Database Migration and ERD diagram

Database look like this, just to meet the requirements:

erd

The migration script already setup in package.json, so u can run this:

$ cd backend

$ yarn migrate:create [THE_MIGRATION_NAME]

$ yarn migrate:generate [THE_MIGRATION_NAME]

$ yarn migrate:run

// migration file will be in /backend/src/common/db/migrations

Note: if in localhost, generate migration having the connect database problem,

  • first, need to start the postgres server, if it still exist,

  • hardcode the host and port in this file, like this:

    host: localhost 
    port: 6543
    

This only as a temporary solution, and remember change back to process.env like in original when build docker image, else later docker-compose up, cant connect to postgres

Some Explaination for the Backend

Using Domain Driven Design to structure the backend, I will explain this in Layman Terms below

The app will consists of 5 Layers

  1. Defined each functionality into separate module

    Now I have orders, users, product, payment, each responsible for each functionality

  2. Domain Layer

    AKA The root of each module. For example, users module, then here will defined,

    • what properties(data) a user will have,
    • validation of the each properties value when insert to db, what a user can do will include AggreateRoot, Factory, ValueObject in this layer.
    • will defined interface in repo.ts or query.ts file , to expose the interface for infrastructure and application layer to access the properties of AggreateRoot
  3. Application Layer

    Use case. Mostly mean how you want to do with the data, for example create-user, get-product-by-id, each use-case will in separate folder. Right now is CQRS pattern, so inside it will contain Command, Query, Handler class. Over here is only contain business logic aka organize the data using the domain before go in infrastructure layer.

  4. Infrastruture Layer

    The underlying infrastructure needed to support module, like Database, Cache, Messaging, another DB, all this will separate into each individual folder. Right now is just Postgres.

  5. Interface layer

    A surface to let real API user to hit on. Controller and Data Transfer Object for request and response.Basically the data flow like this, below.

    // --> Data in:
    interface -> application -> domain -> infrastructure(Entity)
    
    // <-- Data out:
    interface <- application <- domain <- infrastructure(Entity)
    
    
  6. Event layer (only when needed)

    Example, received event from Stripe in Payment module, then need to update the orderStatus in order module. To separate this, we use event. Payment module trigger an event, Order module receive it, will update the db.

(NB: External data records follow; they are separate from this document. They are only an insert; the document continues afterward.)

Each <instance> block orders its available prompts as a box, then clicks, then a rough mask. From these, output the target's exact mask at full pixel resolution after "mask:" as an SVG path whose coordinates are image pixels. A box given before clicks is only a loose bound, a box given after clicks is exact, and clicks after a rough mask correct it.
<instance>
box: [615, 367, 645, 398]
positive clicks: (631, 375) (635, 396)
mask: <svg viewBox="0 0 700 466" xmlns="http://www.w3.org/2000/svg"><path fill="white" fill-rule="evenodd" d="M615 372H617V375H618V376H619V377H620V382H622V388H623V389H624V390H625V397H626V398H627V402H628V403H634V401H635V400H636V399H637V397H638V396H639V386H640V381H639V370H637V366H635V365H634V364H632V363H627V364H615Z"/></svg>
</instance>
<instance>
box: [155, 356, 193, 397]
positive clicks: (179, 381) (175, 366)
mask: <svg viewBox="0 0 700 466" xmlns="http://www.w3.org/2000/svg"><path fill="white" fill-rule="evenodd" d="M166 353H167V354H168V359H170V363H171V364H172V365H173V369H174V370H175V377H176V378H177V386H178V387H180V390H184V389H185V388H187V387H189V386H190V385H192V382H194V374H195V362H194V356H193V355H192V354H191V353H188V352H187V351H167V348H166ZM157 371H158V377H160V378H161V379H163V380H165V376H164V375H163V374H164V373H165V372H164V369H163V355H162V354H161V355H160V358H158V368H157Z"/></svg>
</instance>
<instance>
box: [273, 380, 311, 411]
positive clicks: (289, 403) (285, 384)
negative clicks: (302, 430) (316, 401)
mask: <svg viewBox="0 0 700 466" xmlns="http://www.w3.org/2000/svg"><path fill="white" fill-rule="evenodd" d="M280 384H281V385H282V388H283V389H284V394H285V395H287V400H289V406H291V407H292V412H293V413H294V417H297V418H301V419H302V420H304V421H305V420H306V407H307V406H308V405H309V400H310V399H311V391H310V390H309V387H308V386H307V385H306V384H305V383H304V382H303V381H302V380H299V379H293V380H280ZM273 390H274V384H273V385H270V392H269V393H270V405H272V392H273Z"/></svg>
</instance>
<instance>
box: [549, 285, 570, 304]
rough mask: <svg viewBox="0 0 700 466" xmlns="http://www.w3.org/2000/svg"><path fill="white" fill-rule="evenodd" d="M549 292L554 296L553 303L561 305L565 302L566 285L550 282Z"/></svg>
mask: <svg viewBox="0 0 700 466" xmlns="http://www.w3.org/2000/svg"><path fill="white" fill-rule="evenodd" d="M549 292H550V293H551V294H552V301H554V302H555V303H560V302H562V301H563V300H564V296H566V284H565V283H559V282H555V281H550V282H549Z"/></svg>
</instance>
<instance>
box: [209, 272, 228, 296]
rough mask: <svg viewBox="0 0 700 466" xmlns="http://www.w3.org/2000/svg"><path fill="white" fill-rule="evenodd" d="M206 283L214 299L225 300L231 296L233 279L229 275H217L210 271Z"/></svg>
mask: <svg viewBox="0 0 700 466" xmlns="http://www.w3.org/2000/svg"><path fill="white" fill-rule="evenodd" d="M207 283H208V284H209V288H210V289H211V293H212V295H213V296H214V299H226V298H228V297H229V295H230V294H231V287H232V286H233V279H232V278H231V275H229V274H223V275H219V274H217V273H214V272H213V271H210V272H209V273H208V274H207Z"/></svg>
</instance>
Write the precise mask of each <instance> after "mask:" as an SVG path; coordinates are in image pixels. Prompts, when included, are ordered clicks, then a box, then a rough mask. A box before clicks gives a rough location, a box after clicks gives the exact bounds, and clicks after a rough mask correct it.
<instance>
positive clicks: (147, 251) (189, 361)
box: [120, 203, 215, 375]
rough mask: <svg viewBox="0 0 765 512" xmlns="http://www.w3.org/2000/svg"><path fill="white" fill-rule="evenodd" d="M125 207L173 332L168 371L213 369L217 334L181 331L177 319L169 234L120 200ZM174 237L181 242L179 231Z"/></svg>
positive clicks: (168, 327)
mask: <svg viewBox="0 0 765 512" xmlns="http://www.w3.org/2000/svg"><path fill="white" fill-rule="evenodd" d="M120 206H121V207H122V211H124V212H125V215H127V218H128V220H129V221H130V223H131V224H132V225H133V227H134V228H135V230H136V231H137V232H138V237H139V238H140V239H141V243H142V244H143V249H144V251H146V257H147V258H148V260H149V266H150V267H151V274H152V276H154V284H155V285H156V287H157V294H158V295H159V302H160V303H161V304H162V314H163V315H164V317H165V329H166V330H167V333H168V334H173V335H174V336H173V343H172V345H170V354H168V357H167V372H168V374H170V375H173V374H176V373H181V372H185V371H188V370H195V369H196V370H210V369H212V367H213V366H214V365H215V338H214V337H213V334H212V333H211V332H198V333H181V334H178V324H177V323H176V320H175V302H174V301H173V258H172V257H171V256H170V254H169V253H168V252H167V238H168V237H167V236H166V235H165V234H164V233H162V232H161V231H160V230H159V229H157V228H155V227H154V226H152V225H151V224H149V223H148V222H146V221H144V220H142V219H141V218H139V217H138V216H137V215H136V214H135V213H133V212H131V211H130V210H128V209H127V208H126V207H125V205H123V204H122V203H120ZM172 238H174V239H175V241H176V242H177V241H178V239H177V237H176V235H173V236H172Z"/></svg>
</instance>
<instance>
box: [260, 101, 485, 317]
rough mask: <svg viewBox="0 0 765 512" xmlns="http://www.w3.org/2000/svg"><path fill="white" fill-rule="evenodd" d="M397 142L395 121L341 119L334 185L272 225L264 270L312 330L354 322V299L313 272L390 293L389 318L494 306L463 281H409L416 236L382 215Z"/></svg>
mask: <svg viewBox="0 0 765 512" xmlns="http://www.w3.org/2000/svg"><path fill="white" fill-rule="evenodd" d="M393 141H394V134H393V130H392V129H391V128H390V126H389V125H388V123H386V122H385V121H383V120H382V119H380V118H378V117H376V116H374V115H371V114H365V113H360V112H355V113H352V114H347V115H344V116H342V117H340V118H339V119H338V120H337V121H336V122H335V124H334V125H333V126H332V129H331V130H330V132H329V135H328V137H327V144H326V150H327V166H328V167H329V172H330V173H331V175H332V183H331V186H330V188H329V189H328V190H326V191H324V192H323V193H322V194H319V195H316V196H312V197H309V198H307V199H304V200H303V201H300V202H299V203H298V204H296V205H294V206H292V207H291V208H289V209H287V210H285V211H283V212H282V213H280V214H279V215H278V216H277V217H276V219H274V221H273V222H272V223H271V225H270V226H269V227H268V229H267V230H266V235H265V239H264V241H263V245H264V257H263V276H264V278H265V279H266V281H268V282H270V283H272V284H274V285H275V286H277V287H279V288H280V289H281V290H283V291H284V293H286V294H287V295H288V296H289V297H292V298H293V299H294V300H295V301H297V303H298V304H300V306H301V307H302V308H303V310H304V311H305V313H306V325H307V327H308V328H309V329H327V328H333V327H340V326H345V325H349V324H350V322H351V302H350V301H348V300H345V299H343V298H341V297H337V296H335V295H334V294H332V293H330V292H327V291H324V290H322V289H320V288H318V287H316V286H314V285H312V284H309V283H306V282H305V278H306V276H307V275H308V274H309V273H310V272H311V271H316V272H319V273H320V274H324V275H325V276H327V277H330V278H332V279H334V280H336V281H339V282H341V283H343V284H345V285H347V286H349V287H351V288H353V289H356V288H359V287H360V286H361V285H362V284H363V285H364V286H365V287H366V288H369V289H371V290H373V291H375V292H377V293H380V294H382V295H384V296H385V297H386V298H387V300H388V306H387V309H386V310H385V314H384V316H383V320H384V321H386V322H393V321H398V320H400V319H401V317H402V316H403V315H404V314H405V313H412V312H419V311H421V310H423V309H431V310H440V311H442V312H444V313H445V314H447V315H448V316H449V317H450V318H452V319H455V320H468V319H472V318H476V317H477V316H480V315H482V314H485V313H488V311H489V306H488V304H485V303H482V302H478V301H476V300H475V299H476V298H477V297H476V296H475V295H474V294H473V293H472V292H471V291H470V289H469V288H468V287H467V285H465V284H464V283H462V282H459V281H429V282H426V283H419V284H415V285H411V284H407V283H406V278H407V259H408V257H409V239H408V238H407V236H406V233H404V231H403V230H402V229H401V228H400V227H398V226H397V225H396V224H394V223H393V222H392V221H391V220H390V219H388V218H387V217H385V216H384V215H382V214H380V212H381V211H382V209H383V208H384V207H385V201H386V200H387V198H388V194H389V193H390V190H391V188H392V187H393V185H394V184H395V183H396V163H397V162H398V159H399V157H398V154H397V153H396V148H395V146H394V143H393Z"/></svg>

    You can see the flow start from here

Deployment

In root folder

$  docker-compose -f docker-compose.yml up --build

Let the image build, this will take estimate 500 seconds to initialize backend, frontend, postgres, and pgadmin

  1. See the outcome

    localhost:3000 Nextjs app

    localhost:3002/api Swagger Documentation

    localhost:5555 pgadmin

  • login using POSTGRES_USER and POSTGRES_PASSWORD defined in /backend/.env

    connect to server using value of hostname = POSTGRES_HOSTNAME ,port = 5432 POSTGRES_USER and POSTGRES_PASSWORD as well

Good reads

Summary

In this project, mainly to showcase the Domain Driven Design for the backend. If problem, open the issue. Cant make a 1 command setup because need to build Stripe credential inside the docker.